Tuesday, January 17, 2012
weekend reflection: Lunar/Chinese New Year
I have been reflecting this year. Traditionally, Chinese New Year is a time of reunion with family, of traditions. I have not celebrated this day for personal reasons. Twenty four years ago, on the second day of the Chinese New Year, my mum died from a terrible accident. She was only 60, and she died in the year of the dragon, which is this year. Then 18 years later, my dad died on her anniversary. I left home in 1975, and it is not that I have morphed into a non Chinese. This is the first year I am telling people why when you come to my house, it is not decorated with red and gold.
However, having written my book about the death of my son Andrew, I feel some sort of a release. I can move on.

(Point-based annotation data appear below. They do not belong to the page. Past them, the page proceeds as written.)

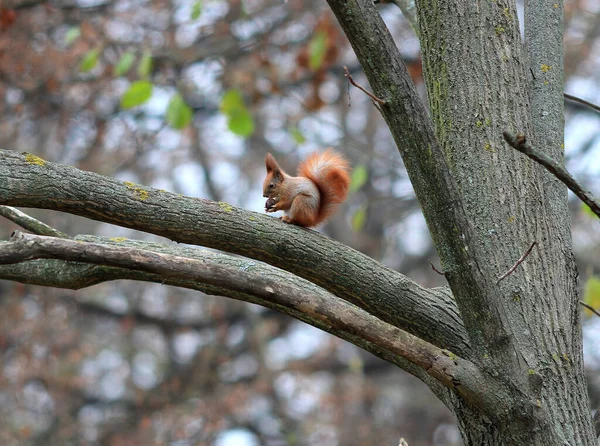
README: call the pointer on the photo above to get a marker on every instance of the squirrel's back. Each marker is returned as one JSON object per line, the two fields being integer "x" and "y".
{"x": 330, "y": 171}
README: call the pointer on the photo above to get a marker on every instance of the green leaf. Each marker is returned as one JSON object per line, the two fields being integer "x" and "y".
{"x": 89, "y": 61}
{"x": 358, "y": 219}
{"x": 72, "y": 34}
{"x": 591, "y": 293}
{"x": 179, "y": 114}
{"x": 587, "y": 210}
{"x": 297, "y": 135}
{"x": 241, "y": 122}
{"x": 124, "y": 64}
{"x": 196, "y": 10}
{"x": 138, "y": 93}
{"x": 145, "y": 65}
{"x": 316, "y": 50}
{"x": 231, "y": 100}
{"x": 359, "y": 178}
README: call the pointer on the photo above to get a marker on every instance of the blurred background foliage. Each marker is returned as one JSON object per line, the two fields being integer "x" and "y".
{"x": 188, "y": 96}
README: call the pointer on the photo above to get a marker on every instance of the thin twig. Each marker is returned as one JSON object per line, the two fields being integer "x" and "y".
{"x": 435, "y": 269}
{"x": 353, "y": 82}
{"x": 583, "y": 101}
{"x": 29, "y": 223}
{"x": 517, "y": 263}
{"x": 520, "y": 143}
{"x": 589, "y": 307}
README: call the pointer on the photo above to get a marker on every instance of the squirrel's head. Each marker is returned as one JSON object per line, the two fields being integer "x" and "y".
{"x": 275, "y": 176}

Two days ago, I had to service my car, the workshop told me it would take one and half hours. I went for a long walk under our beautiful summer sun. Despite my wide brim hat, I was getting sun burnt on my shoulder. When I got back, they told me it would take another hour. I wasn't going to walk again, I went into this unpretentious Chinese eatery.

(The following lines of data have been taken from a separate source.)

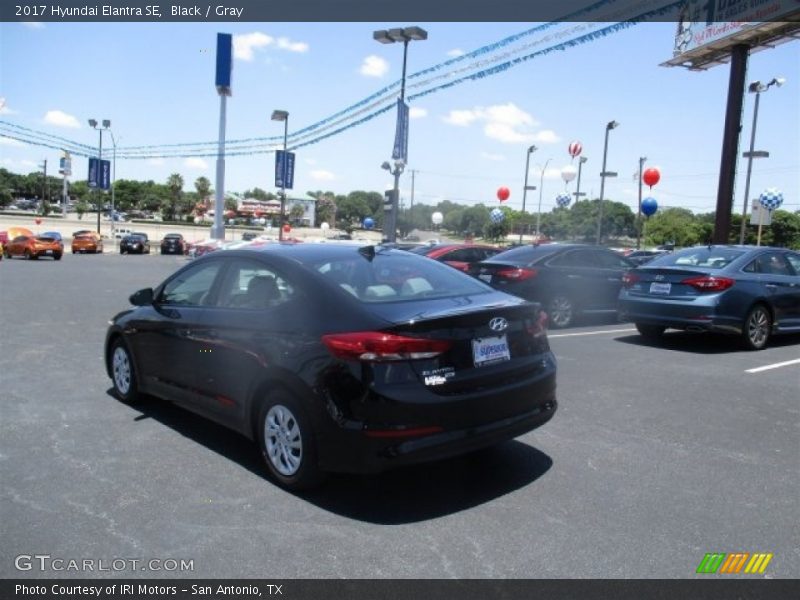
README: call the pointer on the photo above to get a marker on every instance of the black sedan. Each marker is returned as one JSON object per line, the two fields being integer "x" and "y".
{"x": 134, "y": 244}
{"x": 752, "y": 292}
{"x": 172, "y": 243}
{"x": 338, "y": 358}
{"x": 568, "y": 279}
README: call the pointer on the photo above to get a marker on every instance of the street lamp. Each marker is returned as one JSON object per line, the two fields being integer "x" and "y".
{"x": 93, "y": 124}
{"x": 578, "y": 192}
{"x": 541, "y": 186}
{"x": 531, "y": 150}
{"x": 755, "y": 88}
{"x": 611, "y": 125}
{"x": 390, "y": 226}
{"x": 282, "y": 115}
{"x": 390, "y": 36}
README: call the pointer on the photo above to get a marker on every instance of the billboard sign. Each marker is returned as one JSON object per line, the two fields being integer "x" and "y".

It was 2.30pm, there was only one client. I chose a bowl of Chinese white fungus Nashi pear dessert. It was served warm and refreshing. I sat there reading a book. The waitress left me alone as she could tell I didn't want to me disturbed. One hour had passed, the workshop had not rung me. I told the waitress I am going to check on my car, she said, "Come back if it is not fixed."
It still was not fixed, I went to the Asian grocery next door and bought a few items. I went back to the eatery. I was very hot by then. The waitress quietly came and brought a glass of Chinese tea.
That is what I thought the spirit of what Chinese New Year is, of hospitality.